When it comes to Kenny Ryan there’s no holding back.
The native of Franklin Village, MI, was selected by the Toronto Maple Leafs in the second round of the 2009 draft and is entering his third season with the Marlies, the NHL club’s minor league affiliate in the American Hockey League.
The 22-year prides himself on battling his opponents for each and every inch of the ice.
“I think one of my strengths is my style of play,” said Ryan, from the stands at the Ricoh Coliseum as the Marlies held practice.
He’s currently rehabbing an injury.
“I take a lot of pride in my compete level and the work ethic I bring every night shift to shift.”
Ryan believes that everyone at the professional level can play the game, but quickly pointed out the importance of paying attention to detail.
“There are everyday things you can always work on, from your shot to your skating and board play. At this level it’s [about] what are you better at than the other guy and I think that’s something that everyone works on.”
Ryan likes to play a physical style of hockey, but also has the ability to put the puck in the net.
In 2009-2010 he helped the Windsor Spitfires win the Memorial Cup in his first year in the Ontario Hockey League by scoring 14 goals and 21 assists in 52 games.
Offensively, Ryan was given a larger role the following season and scored just under a point per game (22 goals, 38 assists in 63 games).
As a kid he cheered for the Detroit Red Wings and was a big fan of tough guy Darren McCarty, but now models his game after another Michigan native and current Vancouver Canuck, Ryan Kesler.
“He competes every night and he has a little bit of an attitude when he plays. He’s a solid two-way player, but definitely brings some offence.”

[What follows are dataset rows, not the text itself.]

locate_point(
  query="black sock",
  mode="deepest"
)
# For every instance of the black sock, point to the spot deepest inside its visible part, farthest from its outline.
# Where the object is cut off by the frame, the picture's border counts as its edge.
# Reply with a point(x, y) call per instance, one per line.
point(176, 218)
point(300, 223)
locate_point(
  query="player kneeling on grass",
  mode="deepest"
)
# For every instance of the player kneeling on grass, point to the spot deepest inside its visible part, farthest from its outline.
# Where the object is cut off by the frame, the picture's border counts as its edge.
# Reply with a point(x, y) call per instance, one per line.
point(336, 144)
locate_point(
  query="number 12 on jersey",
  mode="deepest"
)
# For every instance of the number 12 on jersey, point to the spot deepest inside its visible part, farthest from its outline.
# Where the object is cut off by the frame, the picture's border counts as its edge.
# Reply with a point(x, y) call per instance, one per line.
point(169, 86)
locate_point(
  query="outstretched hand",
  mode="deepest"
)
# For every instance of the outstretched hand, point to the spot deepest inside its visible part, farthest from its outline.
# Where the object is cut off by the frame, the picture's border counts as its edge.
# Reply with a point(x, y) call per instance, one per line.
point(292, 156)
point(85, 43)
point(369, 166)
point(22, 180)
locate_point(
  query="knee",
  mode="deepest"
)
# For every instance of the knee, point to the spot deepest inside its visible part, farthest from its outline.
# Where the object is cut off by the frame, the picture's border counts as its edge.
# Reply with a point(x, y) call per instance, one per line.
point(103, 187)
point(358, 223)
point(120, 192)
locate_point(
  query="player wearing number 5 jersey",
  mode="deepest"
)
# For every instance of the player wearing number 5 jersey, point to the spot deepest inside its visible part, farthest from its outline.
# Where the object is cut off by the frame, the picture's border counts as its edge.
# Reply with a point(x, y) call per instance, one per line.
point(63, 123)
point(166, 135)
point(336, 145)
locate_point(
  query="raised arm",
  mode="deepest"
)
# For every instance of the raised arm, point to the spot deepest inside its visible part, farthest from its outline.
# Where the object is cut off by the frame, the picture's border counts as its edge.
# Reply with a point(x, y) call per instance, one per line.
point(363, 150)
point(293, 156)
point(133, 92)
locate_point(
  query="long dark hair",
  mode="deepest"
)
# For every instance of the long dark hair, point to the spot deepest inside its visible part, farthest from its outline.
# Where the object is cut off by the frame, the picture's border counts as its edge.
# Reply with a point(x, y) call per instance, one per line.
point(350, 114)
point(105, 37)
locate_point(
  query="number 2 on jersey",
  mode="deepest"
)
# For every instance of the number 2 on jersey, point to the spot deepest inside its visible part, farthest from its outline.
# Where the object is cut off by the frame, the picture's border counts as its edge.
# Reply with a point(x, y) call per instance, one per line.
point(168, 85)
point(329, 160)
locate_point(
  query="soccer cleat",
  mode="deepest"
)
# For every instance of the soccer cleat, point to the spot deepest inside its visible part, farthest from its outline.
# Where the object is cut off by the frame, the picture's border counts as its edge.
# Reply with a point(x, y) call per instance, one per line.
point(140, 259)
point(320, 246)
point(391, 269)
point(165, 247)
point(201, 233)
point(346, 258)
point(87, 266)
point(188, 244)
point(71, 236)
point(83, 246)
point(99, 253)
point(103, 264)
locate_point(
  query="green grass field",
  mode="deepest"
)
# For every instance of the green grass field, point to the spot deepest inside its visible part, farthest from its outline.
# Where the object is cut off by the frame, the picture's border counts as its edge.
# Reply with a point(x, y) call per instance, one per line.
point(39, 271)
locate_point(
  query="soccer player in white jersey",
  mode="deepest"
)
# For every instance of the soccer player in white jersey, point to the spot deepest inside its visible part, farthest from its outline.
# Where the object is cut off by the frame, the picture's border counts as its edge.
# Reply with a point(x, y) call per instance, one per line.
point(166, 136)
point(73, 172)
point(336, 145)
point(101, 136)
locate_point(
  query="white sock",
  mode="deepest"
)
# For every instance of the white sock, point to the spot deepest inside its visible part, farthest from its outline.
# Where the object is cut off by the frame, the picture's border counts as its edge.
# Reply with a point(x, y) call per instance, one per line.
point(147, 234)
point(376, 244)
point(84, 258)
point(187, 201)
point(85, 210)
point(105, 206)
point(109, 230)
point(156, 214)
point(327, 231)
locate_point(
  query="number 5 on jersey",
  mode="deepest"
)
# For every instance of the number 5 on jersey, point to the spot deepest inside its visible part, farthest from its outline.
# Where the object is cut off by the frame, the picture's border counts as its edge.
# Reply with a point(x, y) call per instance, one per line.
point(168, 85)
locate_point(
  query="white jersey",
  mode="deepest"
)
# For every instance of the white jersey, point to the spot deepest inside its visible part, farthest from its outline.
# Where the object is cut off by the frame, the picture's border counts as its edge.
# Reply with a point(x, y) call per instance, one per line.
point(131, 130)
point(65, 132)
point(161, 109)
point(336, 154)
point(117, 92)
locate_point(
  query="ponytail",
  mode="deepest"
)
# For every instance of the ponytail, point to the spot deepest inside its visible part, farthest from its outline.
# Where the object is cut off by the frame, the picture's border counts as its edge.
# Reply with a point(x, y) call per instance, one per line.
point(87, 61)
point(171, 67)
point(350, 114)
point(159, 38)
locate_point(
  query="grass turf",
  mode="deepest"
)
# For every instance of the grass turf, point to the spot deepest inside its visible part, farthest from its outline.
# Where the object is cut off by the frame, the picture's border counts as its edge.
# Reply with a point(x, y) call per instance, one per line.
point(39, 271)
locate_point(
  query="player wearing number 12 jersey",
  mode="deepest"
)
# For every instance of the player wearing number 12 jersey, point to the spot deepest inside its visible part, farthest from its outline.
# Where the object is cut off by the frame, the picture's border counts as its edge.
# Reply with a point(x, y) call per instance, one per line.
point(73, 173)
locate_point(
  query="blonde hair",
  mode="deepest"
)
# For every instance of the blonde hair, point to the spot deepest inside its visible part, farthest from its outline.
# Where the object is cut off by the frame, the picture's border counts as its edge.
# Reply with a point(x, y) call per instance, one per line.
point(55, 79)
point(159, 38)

After posting 21 points (nine goals and 12 assists) in 59 games with the Marlies last year in primarily a checking role, Ryan entered this season looking to build on those numbers but will have to be patient.

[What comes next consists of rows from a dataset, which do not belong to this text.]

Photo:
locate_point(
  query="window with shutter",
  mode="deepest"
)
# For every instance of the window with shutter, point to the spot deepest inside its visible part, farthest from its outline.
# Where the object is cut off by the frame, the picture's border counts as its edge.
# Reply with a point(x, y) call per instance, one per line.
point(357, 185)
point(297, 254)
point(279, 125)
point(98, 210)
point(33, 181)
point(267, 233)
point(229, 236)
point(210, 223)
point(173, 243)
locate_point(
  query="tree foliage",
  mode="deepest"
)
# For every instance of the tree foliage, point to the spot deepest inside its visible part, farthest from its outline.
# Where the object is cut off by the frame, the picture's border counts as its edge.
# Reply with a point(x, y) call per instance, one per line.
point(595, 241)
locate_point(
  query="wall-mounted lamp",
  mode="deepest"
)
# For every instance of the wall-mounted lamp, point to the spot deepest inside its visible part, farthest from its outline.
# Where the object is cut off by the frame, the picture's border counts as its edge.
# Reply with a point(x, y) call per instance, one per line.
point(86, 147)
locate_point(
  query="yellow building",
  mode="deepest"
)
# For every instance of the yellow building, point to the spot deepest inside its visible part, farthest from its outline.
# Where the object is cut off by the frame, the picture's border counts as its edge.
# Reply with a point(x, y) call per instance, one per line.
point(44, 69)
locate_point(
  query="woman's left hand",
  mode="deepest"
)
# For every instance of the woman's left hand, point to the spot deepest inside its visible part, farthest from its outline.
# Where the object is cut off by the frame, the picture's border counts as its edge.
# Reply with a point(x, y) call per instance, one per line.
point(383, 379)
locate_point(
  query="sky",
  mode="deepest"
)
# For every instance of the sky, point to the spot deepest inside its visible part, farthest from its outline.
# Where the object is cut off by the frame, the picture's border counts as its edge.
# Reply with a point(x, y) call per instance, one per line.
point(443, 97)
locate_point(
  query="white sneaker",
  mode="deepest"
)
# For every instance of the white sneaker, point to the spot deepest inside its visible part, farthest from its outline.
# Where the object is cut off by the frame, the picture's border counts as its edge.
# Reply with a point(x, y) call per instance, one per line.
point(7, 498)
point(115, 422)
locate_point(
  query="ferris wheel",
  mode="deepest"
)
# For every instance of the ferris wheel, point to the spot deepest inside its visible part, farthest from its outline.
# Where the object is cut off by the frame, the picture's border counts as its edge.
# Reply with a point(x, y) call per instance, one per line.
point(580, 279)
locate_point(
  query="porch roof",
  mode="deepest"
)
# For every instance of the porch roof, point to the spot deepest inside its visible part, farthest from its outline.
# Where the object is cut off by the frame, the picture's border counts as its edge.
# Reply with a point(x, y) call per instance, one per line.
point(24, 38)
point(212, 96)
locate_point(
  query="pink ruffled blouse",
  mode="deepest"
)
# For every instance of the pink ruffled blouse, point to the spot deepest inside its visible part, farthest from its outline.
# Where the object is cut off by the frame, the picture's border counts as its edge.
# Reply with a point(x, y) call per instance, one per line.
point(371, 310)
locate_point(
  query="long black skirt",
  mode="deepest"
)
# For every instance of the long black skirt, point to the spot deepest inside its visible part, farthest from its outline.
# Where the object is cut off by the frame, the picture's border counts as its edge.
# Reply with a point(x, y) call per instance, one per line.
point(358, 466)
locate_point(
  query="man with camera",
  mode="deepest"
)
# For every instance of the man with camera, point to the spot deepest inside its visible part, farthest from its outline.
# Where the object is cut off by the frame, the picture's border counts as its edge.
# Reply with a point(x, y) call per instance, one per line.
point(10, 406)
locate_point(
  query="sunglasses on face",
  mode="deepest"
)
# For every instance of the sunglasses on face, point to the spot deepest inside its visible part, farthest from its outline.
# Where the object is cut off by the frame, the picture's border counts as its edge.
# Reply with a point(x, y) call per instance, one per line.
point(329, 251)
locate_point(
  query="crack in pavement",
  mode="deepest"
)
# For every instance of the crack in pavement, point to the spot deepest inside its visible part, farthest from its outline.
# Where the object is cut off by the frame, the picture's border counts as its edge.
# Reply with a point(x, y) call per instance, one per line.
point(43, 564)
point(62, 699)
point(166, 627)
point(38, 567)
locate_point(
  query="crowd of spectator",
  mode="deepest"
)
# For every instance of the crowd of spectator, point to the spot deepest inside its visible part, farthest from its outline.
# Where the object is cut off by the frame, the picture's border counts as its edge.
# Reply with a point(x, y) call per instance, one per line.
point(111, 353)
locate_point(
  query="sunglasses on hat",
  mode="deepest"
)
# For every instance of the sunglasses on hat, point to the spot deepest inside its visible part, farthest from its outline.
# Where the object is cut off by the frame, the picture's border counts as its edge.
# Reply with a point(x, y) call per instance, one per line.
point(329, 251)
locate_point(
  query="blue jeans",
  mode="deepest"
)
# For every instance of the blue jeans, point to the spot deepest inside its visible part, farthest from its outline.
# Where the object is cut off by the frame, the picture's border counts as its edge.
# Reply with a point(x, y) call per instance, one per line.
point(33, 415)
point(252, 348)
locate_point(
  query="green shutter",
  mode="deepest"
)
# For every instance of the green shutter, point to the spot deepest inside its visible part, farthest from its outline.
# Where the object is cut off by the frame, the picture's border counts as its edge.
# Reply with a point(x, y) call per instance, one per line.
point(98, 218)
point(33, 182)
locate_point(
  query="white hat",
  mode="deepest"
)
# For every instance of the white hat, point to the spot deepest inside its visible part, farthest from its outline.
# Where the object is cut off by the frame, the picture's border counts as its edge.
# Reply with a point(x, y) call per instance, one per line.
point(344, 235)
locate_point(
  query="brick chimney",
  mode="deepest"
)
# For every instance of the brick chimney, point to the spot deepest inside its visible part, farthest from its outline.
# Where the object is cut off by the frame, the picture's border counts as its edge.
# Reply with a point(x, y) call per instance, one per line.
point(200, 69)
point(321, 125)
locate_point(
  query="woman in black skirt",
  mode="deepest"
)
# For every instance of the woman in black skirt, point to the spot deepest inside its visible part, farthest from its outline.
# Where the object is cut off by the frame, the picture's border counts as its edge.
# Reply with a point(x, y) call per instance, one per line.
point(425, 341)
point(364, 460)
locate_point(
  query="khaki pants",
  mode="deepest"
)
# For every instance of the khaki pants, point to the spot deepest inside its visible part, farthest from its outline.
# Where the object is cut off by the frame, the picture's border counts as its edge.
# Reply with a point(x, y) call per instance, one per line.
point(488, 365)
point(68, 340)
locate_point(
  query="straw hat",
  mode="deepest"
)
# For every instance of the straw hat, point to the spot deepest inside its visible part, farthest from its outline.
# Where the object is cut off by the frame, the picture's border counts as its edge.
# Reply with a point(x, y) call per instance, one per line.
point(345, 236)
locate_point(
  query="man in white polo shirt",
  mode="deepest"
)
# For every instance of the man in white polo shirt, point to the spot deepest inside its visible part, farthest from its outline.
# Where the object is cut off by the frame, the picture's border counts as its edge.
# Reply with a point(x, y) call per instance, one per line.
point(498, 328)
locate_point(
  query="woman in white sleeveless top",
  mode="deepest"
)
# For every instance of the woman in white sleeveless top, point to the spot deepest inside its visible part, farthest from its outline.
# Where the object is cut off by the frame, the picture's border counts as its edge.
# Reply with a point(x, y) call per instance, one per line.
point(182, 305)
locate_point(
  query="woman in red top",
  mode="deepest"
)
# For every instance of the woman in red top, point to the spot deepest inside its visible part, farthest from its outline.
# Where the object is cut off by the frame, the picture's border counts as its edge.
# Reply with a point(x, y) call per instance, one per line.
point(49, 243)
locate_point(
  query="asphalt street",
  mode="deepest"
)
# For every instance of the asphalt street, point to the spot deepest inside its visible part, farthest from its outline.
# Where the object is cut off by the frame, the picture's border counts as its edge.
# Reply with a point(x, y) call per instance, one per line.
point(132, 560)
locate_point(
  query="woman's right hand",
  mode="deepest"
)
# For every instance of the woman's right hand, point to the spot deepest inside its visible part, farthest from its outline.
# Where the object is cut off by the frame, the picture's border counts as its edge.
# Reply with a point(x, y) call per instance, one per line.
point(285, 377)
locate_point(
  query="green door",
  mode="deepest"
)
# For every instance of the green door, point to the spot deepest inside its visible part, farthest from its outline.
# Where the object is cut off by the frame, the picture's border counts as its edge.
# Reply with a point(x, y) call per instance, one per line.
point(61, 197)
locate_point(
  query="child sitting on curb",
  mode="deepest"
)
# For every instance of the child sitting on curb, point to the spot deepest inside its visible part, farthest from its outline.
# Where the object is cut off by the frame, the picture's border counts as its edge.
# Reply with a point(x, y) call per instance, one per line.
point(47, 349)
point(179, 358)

The 6-foot, 210 pound power forward suffered a sports hernia injury from participating in various exercises during his offseason training regimen and required surgery.
I think it [sports hernia] was just from overtraining and doing too many different things”, said Ryan.
“I was skating, working out, boxing, and doing some yoga. I wanted to come in and have a big season and I think I just over did it.”
Ryan is itching to join his teammates who will kick off their season at home against the Grand Rapid Griffins on Saturday.
“It’s pretty tough not being able to be out there, but it’s part of the game and part of the process. Everyone is going to have their share of injuries and ups and downs.”
An excellent swimmer, Ryan began to get serious about hockey when he was about 14 and credits his family (his parents and two brothers) for his success.
In 2009-2010 he began the year at Boston College and played there for almost two months, but felt he had better chance to play in the NHL by joining the Ontario Hockey League.
“The OHL has more of a professional style of play in the sense that we play 68 games and then have our playoffs that can go seven games, so it was just a personal decision and it worked out well.
“My family and I decided that this would be the best route for myself and as for the school part I’m taking classes online and am working towards a Bachelor of Arts degree.”
Ryan says the best advice that he’s been given is not to get too caught up in the moment whether it’s good or bad.
“You’re going to have some really awesome days when things are going really well for you personally and you’re going to have some rough patches too where you’re wondering why me, but you have to remember nobody is going to feel bad for you.”
His approach to the game is simple.
“Don’t think too much and show up every day ready to work and things will work out.”